What Is Edwards Waiting For?

When Rudy Giuliani bowed out of the Republican race, it took all of five minutes for news of his McCain endorsement to leak.

John Edwards, by contrast, is taking his time. It’s been almost a week since the former senator dropped out of the Democratic race, sparking speculation about a possible endorsement. But with Super Tuesday polls opening in less than 24 hours, we’re getting tired of holding our breath. A former campaign official says an endorsement today is “highly unlikely.” What’s Edwards waiting for?

A couple of scenarios:

He doesn’t want to pick the wrong guy (or gal). The Democratic race is still up in the air. If Edwards endorsed a loser, he would risk lowering his already depleted cachet. Plus, who wants to lose a general election, lose a primary four years later, and then have your candidate lose the general after that?

He’s holding out for a better deal. Endorsements often come laden with promises of sweet Cabinet positions, ambassadorships, and other appointments. Or sometimes a candidate just wants certain issues prioritized—in this case, probably poverty and corporate greed. Maybe Edwards hasn’t secured the promises he was hoping for and is waiting for a better offer.

He doesn’t actually want to influence the election. In his concession speech in New Orleans, Edwards said he was stepping aside so that “history can blaze its path.” Perhaps he wants to let the American people make their own decision, without his help.  

He simply hasn’t decided who he prefers.
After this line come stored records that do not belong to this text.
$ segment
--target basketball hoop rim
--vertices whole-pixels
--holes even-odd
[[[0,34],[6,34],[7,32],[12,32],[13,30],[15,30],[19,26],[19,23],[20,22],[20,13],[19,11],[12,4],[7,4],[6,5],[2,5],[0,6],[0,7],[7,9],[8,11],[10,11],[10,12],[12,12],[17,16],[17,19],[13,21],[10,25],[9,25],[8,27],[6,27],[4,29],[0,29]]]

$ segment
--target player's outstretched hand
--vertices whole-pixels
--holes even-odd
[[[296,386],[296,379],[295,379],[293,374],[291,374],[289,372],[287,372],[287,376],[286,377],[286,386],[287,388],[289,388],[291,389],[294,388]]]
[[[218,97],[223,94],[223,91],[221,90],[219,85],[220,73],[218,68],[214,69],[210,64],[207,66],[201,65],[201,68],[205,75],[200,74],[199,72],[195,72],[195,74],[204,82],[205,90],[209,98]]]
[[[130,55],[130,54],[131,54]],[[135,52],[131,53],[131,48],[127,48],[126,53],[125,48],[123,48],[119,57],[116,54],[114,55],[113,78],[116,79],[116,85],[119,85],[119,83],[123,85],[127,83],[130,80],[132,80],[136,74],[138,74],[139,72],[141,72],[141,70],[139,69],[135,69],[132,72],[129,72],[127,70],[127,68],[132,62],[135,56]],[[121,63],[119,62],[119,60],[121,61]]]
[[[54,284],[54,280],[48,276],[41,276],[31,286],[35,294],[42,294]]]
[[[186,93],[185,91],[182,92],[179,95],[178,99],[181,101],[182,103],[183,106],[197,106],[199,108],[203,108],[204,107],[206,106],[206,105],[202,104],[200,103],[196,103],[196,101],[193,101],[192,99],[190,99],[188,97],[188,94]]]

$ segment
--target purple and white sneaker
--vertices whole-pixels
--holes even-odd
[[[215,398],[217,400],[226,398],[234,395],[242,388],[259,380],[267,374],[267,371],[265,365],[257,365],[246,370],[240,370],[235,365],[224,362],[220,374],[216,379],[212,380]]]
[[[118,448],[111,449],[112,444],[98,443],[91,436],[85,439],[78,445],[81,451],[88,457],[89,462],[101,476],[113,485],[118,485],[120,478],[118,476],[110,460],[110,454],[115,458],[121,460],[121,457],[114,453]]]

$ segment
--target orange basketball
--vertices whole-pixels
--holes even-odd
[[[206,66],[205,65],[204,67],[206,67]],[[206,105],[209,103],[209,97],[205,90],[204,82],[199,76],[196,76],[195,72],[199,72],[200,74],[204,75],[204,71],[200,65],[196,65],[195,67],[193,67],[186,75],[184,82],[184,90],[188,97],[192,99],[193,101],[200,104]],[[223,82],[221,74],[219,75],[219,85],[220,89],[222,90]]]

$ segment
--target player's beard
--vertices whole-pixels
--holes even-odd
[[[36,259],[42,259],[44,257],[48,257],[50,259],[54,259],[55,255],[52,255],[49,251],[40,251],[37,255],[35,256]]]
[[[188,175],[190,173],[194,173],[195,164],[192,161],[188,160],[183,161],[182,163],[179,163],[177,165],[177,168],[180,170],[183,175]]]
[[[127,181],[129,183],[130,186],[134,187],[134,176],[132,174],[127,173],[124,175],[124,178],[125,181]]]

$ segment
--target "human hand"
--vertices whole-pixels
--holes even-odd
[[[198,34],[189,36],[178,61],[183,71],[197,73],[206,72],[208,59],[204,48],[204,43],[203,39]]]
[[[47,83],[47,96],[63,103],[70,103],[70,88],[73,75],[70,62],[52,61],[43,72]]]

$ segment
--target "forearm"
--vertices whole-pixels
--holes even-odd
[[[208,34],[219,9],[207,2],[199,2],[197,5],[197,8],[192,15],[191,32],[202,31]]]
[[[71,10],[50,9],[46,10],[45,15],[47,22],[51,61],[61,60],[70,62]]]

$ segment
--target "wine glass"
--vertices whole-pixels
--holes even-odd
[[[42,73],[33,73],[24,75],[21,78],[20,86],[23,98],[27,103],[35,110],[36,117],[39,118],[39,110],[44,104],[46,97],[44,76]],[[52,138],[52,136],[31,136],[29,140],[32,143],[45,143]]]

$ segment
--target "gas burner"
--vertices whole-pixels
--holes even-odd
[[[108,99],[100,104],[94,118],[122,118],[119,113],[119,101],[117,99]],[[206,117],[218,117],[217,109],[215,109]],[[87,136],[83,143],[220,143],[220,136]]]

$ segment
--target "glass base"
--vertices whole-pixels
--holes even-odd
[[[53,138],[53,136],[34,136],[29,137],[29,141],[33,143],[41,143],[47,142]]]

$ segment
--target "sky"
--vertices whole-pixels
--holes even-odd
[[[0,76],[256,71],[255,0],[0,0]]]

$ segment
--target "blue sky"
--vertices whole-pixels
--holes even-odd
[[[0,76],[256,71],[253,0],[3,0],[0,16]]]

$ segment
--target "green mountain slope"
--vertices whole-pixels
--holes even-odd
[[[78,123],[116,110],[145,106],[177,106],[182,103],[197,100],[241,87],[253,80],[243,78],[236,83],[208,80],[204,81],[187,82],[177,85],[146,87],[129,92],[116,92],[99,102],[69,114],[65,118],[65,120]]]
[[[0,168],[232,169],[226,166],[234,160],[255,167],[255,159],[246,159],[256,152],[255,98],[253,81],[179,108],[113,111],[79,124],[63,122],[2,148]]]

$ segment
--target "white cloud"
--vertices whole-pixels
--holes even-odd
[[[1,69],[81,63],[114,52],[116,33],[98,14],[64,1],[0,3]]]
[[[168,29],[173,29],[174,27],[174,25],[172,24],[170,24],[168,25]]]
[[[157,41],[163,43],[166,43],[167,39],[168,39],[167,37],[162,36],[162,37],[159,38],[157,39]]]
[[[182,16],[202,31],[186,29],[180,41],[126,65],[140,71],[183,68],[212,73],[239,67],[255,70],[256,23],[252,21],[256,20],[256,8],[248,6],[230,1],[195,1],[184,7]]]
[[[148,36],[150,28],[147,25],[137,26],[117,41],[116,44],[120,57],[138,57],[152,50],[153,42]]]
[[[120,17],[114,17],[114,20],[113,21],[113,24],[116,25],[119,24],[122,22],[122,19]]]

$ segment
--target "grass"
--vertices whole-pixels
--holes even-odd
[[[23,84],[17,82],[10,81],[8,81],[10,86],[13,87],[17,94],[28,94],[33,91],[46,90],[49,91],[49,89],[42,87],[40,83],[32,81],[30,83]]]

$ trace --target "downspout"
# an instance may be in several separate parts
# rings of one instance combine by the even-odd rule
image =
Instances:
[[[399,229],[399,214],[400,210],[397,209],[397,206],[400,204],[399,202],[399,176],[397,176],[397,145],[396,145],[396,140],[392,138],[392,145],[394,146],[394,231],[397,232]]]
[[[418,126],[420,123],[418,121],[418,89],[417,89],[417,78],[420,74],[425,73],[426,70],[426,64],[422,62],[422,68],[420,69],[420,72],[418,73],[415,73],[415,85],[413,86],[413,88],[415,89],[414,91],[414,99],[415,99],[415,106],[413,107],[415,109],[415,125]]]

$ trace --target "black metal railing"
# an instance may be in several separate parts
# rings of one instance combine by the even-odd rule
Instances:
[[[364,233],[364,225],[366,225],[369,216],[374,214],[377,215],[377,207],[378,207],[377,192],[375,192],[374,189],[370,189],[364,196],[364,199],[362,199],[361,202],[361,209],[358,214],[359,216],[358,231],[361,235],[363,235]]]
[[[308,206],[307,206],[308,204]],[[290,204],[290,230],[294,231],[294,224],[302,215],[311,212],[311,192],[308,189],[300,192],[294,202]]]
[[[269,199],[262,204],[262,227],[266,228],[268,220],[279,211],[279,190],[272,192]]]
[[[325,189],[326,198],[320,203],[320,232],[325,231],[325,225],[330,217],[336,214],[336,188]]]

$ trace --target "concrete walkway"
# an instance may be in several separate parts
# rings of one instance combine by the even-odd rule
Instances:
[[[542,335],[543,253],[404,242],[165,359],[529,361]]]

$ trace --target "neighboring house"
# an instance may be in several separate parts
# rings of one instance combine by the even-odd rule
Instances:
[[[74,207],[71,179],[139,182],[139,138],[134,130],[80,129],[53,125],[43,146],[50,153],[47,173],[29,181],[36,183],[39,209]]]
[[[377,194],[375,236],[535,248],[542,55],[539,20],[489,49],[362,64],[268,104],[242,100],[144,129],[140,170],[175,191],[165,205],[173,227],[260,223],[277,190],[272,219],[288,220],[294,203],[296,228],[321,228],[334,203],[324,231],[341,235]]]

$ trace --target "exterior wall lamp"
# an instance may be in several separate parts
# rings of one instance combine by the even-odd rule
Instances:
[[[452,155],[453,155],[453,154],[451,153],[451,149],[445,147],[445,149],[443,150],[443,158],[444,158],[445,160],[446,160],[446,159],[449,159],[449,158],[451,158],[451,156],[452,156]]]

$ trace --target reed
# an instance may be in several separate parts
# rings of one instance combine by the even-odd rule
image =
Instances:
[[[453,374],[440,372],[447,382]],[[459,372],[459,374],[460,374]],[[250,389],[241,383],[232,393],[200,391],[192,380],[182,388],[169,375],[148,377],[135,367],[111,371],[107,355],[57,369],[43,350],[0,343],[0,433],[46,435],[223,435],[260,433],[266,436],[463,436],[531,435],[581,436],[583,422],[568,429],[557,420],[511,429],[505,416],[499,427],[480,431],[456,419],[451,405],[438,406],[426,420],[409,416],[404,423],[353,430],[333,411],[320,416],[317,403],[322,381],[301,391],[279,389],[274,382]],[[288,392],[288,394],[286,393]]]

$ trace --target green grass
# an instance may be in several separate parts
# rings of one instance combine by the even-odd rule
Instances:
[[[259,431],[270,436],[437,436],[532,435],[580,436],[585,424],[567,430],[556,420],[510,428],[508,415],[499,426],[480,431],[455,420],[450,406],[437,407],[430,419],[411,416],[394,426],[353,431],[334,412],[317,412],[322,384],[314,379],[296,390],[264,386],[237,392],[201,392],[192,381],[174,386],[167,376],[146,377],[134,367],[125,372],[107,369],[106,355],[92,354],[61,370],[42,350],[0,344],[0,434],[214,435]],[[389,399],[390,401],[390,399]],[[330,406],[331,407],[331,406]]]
You’d think that after a year of locking horns with these two, Edwards would have a fave. But the trail doesn’t allow for many intimate policy chats. Both Clinton and Obama have universal or near-universal health care plans; both want to reduce corporate influence in Washington; both have won wide union support. If Super Tuesday doesn’t produce a clear front-runner, Edwards will still have plenty of time to make up his mind.